Effective and efficient assemblies will give a robot a competitive advantage. Game strategy analysis should be the starting point when deciding on a design. That means asking, "How is the robot going to play the game?"
Some other factors to consider when deciding on a type assembly include:
- Are there any specific game rules related to the handling of game pieces or for the robot design?
- Consider the level of experience and knowledge. Does it match the complexity of the design?
- Assessing the amount of time available to assemble the design, is there enough time for completion?
For example, in the 2019-2020 VEX IQ Challenge, Squared Away, a plow could be quickly and easily be attached to a drivetrain which allows the robot to push the Cube game pieces into the Scoring Zones. Whereas, assembling linear lifts on both sides of a robot in order to carry two cubes at a time and place them on the Platforms, along with a roller claw to pick up and score the balls, would require much more planning and time to assemble.
One of the advantages of the VEX plastic construction system is it allows for many designs and a nearly endless opportunity for creativity. This allows for a wide variety of different types of assemblies and most likely new designs which have yet to be assembled. In order to provide a starting point, here are some descriptions of different assemblies which can be used to play a game.
Passive Assemblies use no motors. The rules of many robotics games limit the number of motors a robot can possess. Designing a passive assembly allows the robot’s motors to be used for additional functions. Passive Assemblies are moved by being attached to a drivetrain or other motor-driven assembly. They can also contain stored energy from Rubber Bands. Passive Assemblies can be some of the easiest and quickest types of designs to assemble, although they can be very complex with manual releases and re-set mechanisms. Some examples of passive manipulators which can be used to play a robotics game include:
- Plows are usually attached to the drivetrain and typically their functions are pushing game pieces around and/or keeping the robot from driving up on game pieces and becoming immobile.

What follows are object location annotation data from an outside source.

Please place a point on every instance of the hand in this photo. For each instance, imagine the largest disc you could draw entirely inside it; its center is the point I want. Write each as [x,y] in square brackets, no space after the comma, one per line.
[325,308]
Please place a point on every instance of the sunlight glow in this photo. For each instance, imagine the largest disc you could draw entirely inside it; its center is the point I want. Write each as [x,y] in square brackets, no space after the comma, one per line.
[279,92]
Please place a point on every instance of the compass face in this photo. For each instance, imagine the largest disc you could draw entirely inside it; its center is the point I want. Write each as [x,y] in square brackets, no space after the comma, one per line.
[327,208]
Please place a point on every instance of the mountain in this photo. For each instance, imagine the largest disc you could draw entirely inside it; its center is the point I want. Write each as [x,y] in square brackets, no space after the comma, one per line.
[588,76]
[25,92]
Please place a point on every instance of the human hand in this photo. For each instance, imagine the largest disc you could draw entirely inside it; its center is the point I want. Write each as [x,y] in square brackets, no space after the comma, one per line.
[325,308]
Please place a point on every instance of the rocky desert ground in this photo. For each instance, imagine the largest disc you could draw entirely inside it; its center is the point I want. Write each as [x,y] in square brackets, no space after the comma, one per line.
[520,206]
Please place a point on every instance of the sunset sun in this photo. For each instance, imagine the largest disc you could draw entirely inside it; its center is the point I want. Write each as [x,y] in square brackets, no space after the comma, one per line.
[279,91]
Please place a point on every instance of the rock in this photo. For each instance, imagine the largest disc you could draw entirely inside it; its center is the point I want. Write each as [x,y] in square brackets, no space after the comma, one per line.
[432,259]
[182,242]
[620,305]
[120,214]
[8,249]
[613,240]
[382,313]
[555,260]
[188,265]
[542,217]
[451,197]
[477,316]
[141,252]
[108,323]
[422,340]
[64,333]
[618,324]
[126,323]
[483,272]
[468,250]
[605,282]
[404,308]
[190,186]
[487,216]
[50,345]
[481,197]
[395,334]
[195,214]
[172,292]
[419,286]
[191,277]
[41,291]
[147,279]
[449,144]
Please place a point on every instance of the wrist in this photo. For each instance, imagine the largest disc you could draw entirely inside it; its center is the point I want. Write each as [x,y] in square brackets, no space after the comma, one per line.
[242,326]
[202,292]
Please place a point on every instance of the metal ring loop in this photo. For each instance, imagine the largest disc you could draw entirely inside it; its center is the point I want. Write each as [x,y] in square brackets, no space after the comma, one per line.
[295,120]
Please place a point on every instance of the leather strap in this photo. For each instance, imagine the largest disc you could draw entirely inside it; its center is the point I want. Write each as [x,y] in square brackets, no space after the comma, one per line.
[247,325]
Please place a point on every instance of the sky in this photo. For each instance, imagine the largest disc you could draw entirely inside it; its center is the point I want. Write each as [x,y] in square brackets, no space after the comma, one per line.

- Forks and hooks (types of passive claws) are typically attached to an arm and are usually designed to slide under game pieces in order to pick them up or hook onto a bar so a robot can lift itself.

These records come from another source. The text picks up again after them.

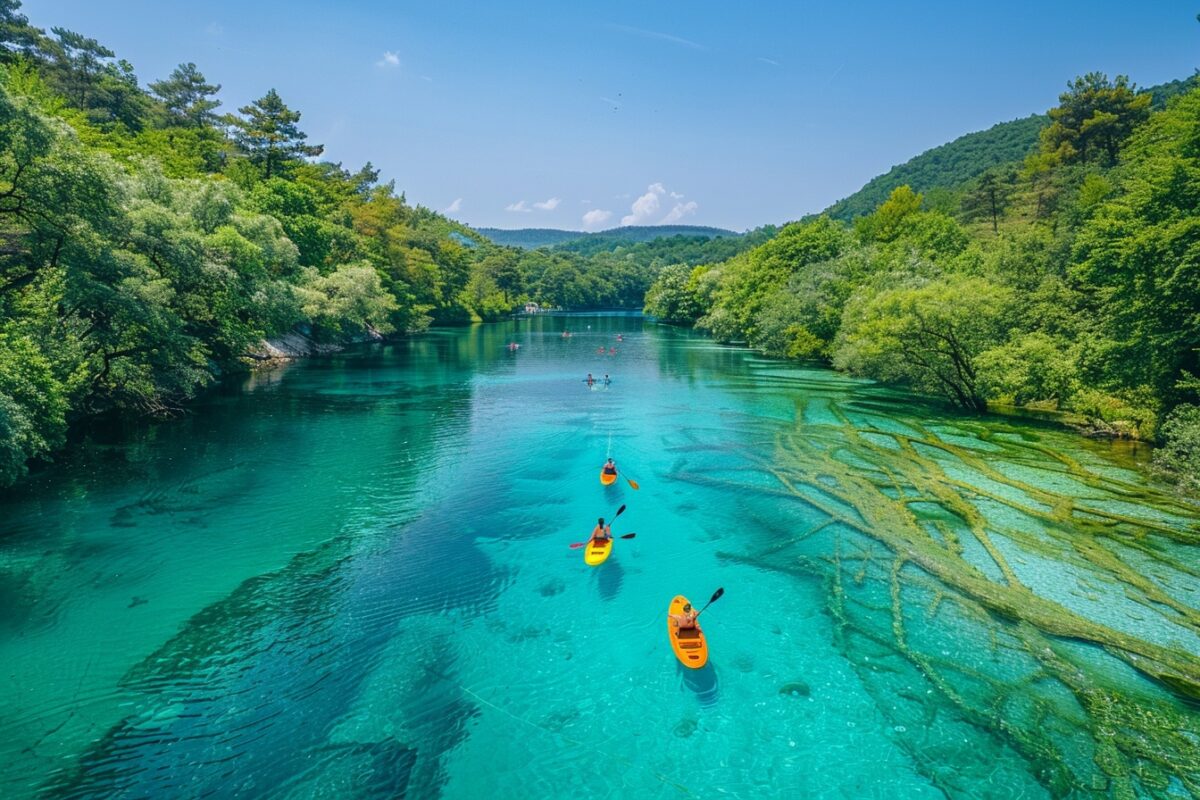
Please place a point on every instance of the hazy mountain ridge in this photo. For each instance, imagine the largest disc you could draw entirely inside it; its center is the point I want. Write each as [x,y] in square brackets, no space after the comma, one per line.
[533,238]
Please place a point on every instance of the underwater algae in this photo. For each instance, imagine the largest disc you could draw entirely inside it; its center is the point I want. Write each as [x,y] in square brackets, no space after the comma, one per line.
[984,581]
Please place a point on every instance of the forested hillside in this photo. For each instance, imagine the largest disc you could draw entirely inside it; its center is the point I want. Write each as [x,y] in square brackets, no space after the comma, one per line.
[946,166]
[151,239]
[941,173]
[1065,280]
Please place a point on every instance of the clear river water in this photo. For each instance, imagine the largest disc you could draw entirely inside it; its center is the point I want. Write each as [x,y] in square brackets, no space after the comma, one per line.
[352,578]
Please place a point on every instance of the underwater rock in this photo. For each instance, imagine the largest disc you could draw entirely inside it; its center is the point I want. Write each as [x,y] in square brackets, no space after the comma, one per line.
[685,728]
[552,587]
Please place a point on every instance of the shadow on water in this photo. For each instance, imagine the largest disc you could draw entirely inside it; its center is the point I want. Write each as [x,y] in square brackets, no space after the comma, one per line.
[702,683]
[610,576]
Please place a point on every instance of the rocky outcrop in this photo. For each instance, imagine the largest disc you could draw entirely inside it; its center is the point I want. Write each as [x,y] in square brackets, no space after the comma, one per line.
[298,343]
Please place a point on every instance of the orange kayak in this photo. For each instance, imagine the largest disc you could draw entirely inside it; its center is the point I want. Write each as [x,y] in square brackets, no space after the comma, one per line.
[597,553]
[689,644]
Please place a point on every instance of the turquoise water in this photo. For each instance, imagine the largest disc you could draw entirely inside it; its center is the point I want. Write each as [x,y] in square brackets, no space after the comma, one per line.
[352,578]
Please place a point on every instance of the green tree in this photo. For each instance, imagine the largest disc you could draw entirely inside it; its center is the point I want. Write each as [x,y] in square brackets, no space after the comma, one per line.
[187,96]
[927,335]
[81,62]
[268,133]
[1093,118]
[989,197]
[17,36]
[1139,254]
[885,223]
[1179,458]
[670,298]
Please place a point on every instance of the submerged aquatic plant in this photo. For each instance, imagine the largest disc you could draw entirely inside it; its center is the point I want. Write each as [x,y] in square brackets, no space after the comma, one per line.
[1021,608]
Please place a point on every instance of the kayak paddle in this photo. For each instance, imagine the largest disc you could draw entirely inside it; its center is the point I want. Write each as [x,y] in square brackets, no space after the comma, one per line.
[576,546]
[619,511]
[717,595]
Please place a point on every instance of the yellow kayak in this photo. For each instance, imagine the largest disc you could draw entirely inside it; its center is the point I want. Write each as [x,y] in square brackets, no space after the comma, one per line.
[597,552]
[689,644]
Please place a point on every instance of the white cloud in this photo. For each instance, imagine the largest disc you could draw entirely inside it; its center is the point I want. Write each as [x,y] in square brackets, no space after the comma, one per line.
[654,34]
[647,208]
[678,212]
[595,217]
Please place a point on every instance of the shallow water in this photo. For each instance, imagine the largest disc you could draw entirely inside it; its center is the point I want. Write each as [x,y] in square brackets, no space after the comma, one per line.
[352,578]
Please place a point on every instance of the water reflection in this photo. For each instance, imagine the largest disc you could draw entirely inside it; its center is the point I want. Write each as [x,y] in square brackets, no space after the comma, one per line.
[702,683]
[610,576]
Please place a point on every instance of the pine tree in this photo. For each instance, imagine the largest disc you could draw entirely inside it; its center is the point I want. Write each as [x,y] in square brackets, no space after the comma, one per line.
[268,134]
[187,96]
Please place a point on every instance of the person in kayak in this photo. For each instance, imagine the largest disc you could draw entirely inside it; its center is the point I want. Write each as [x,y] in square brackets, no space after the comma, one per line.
[687,620]
[601,533]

- Shields are designed to keep game pieces from falling into the robot.
- Game piece slides are designed to allow game pieces to slide out of the slide and into the goal or scoring zone.
Motor-driven assemblies can have a motor spin an assembly directly attached to a shaft or be assembled in combination with a gear train, chain and sprocket system, or other parts available in the Motion Product line. Typically, motor-driven assemblies take more time and planning to put together than passive assemblies. Some examples which can be used in a robotics game include:
- Arms are usually attached to a tower on the robot chassis and are used to lift another assembly on the end of the arm or to lift the robot off the ground.

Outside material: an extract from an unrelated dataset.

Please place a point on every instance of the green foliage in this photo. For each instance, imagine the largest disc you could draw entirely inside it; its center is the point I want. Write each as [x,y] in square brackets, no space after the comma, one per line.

- Claws are usually attached to an end of an arm and are used for grasping an object.
- Basket/collectors are designed to hold multiple game pieces.
- Lifts are assembled to lift other assembles vertically or to lift the robot off the ground.
- Roller intakes and conveyor belts are used to pick up game pieces.
|Arm||Claw||Sample Roller Intake|
Designing a Game Piece Assembly
Each game has its own unique set of requirements for play. There is no correct design for any given game, although there are assemblies which are more competitive. The most competitive assemblies are usually the ones which work effectively, quickly, and consistently.